II. 歌詞本文についての解説と訳註 (全159頁)
この章がこの書物の中心部分である。以上の基本方針の上に立って、個々の歌詞について、なるべく細かく、丁寧に註をつけました。
基本的には、そもそもその文の原文 (旧新約の諸文書のヘブライ語、ギリシャ語の本文) の正確な意味はどういうものであるか、欽定訳等の 16,17世紀の英語訳が、原文の意味とどれほどひどく乖離しているか、 要するに、これをキリスト教会の公の正典とみなして、つまりキリスト教の公のドグマを正しく表現しているはずの絶対的に権威ある書物とみなしして、「訳」
そうとするのなら、原文の意味を大幅にねじまげる以外に、手はないのである。 現に、彼らのやらかした聖書の翻訳は、そういう代物にしかならなかった。 そして、このことは、特に、旧約聖書の翻訳においてひどく目立つ
(新約の翻訳についても、大同小異だが)。まさかね、西暦紀元前数百年に書かれたユダヤ教の文章が、後2世紀以降に徐々に成立していったキリスト教正統主義のドグマを書いているわけがないではないか。
旧約の諸文書は、当時のユダヤ教の文書である。 それもしばしば、非常にごりごりの他民族排他的なユダヤ教文書である。 もちろん、中には、そのユダヤ教社会の中で支配的なユダヤ人絶対主義に対して批判的な姿勢を保っていた少数者も存在しなかったわけではないけれども。

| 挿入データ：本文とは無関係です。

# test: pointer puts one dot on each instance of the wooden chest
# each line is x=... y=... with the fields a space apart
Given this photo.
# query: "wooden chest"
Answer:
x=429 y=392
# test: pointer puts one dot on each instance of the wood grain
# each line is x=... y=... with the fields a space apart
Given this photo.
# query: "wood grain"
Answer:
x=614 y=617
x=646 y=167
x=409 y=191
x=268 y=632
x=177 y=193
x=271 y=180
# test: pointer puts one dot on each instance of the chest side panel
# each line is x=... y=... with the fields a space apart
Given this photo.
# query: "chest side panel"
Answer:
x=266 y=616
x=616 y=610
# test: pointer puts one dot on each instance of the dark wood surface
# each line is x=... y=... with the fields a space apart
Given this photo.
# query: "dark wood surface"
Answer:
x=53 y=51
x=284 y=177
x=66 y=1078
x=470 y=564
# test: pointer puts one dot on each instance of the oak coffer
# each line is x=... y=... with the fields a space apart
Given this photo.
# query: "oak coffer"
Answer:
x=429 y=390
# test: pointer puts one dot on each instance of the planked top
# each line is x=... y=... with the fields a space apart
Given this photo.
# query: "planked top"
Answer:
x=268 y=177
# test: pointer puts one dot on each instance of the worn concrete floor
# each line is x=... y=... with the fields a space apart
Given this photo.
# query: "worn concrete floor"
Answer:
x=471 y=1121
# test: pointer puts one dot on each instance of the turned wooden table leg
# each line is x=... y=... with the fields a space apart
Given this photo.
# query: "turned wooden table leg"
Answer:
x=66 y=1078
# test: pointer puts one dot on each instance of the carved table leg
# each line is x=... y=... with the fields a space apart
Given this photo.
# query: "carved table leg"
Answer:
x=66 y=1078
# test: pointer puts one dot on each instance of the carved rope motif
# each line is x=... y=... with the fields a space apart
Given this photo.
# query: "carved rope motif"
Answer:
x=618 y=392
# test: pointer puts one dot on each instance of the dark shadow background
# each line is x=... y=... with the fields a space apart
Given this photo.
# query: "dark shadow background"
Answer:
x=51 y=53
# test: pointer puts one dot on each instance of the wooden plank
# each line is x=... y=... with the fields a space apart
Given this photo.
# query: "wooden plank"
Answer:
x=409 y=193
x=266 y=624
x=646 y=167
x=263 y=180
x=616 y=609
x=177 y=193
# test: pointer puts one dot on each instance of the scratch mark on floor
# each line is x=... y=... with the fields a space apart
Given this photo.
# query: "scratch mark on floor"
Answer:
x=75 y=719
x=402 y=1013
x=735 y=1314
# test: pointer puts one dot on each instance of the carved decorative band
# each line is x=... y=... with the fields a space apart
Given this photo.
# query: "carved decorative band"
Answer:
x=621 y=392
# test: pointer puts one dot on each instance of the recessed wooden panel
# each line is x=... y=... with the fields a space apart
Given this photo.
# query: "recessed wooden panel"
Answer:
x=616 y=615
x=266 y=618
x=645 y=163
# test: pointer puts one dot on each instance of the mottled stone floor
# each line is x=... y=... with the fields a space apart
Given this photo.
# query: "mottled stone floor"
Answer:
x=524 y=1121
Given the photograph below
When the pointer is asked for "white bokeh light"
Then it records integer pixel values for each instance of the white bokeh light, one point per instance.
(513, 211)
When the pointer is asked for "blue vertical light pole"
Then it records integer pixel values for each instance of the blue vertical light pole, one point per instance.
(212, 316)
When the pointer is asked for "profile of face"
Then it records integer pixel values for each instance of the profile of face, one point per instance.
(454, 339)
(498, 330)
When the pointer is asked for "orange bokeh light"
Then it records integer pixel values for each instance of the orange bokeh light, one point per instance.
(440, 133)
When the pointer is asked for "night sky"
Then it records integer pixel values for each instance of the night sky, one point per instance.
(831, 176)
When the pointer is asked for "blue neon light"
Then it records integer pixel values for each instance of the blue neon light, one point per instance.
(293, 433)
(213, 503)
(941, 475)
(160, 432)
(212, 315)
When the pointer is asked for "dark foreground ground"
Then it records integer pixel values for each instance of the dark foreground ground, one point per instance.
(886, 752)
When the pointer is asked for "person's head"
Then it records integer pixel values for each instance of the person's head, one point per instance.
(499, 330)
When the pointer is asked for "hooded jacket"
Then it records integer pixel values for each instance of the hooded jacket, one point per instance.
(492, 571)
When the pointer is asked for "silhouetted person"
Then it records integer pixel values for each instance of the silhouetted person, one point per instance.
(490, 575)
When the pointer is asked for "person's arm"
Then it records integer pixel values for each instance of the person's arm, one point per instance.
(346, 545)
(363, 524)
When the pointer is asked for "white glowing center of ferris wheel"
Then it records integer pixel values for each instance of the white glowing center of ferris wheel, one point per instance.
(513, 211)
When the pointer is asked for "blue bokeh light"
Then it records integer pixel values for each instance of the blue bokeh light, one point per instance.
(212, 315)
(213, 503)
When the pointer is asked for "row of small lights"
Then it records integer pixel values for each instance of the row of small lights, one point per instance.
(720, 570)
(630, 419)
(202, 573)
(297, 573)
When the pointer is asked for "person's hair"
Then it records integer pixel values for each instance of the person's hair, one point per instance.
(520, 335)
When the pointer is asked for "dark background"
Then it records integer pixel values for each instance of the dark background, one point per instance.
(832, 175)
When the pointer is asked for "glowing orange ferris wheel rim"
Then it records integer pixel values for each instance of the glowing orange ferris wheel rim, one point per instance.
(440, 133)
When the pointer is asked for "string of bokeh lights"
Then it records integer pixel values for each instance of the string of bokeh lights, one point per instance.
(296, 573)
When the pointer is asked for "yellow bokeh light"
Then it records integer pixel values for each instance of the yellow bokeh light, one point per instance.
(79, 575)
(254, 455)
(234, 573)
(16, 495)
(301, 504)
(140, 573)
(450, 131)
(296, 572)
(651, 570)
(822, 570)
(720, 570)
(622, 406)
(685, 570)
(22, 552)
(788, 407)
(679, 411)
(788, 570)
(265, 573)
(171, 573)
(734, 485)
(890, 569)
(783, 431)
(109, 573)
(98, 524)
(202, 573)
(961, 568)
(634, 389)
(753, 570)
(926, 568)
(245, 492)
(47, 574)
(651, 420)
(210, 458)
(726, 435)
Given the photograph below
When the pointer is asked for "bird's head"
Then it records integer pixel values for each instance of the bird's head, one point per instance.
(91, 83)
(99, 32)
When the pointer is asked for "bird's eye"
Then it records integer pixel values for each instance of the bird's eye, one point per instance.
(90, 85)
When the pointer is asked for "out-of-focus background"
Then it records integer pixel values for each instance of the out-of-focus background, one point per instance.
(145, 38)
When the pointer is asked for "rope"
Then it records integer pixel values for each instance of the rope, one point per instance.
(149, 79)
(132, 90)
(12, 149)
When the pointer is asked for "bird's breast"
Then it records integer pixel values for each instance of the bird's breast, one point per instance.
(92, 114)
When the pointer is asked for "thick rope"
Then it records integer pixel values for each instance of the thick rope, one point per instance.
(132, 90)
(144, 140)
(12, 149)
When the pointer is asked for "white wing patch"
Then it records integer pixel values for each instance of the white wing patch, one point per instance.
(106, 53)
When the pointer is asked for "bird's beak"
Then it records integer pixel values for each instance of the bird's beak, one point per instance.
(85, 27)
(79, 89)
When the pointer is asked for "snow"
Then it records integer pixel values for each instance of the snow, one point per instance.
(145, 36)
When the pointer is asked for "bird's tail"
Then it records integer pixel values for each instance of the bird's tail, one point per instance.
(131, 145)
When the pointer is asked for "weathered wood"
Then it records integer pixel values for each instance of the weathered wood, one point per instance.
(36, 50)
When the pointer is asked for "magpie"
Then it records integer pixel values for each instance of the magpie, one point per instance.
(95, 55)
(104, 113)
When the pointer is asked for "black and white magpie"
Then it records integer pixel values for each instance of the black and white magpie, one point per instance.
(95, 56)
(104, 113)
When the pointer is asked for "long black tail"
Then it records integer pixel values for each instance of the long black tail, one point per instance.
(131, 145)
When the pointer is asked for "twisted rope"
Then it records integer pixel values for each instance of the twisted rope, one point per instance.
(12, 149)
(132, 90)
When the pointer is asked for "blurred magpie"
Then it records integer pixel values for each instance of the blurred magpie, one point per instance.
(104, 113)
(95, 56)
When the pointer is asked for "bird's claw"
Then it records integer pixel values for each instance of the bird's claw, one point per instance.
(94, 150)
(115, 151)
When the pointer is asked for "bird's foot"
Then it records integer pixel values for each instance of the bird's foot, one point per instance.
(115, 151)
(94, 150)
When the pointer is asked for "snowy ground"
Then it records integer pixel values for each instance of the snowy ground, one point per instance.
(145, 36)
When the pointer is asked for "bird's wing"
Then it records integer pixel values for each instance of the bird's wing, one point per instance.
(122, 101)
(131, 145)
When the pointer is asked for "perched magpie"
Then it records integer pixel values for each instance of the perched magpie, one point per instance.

つまり、旧約の諸文書は、そもそも古代ユダヤ教文書であるのだから、相当極端に改竄しない限り、それをキリスト教会の絶対的な教科書に作り変えることなぞ、無理なのである。 その改竄を大幅にしでかしたのが、16,17世紀の英語訳聖書なのだ。特に、国教会当局が主催してやらかした聖書訳はその点でひどい (グレートバイブル、欽定訳、など)。仏語訳や独語訳もある程度はその欠点を免れてはいないが、英語訳ほどひどくはない。
これと比べれば、 19世紀後半以降の旧約聖書の翻訳は (新約聖書の場合はもちろん)、まだまだ不十分であるとはいえ、そういう欠点を乗り越えようと、大幅に努力してきている。 従って当然、欽定訳等の訳文と (それをほぼそのまま引用したメサイアのテクストも)、 現代になされた旧約の諸訳の訳文とが、同じであるわけがないだろう。
もう一つ我々の課題は、ジェネンズの作ったテクストが、どうして、細かくは、欽定訳等々と異なっているのか。
そしてもう一つ、日本語で出まわっている聖書訳のその個所の翻訳が、どれほど原文の意味とも、諸英語訳とも、隔たっているか (残念ながら、日本語訳聖書の水準が西洋語諸訳よりももっと、かなり低いせいであるが) についても、付録的に時々ふれておいた。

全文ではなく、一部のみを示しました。